Mathematics and Turbulence: where do we stand?

TL;DR

This paper reviews recent mathematical approaches to fluid dynamics and turbulence, highlighting advances in rigorous methods and their implications for understanding fundamental turbulence problems.

Contribution

It presents recent mathematical advances in turbulence, emphasizing rigorous tools and proofs related to regularity, weak solutions, and viscosity effects.

Findings

Insights into finite time regularity and weak solutions

Mathematical proofs provide understanding of turbulence phenomena

Advances in vanishing viscosity analysis

Abstract

This contribution covers the topics presented by the authors at the {\it ``Fundamental Problems of Turbulence, 50 Years after the Marseille Conference 1961"} meeting that took place in Marseille in 2011. It focuses on some of the mathematical approaches to fluid dynamics and turbulence.

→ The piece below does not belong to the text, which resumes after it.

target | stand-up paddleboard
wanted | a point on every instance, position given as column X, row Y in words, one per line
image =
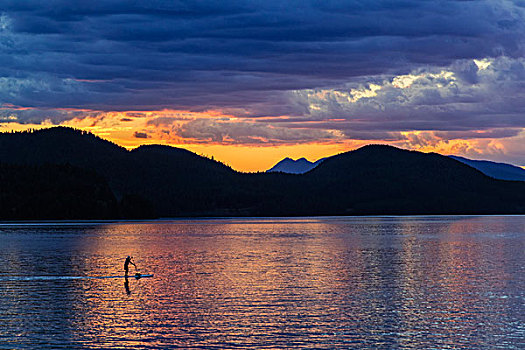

This contribution does not pretend to cover or answer, as the reader may discover, the fundamental questions in turbulence, however, it aims toward presenting some of the most recent advances in attacking these questions using rigorous mathematical tools. Moreover, we consider that the proofs of the mathematical statements (concerning, for instance, finite time regularity, weak solutions and vanishing viscosity) may contain information as relevant, to the understanding of the underlying problem, as the statements themselves.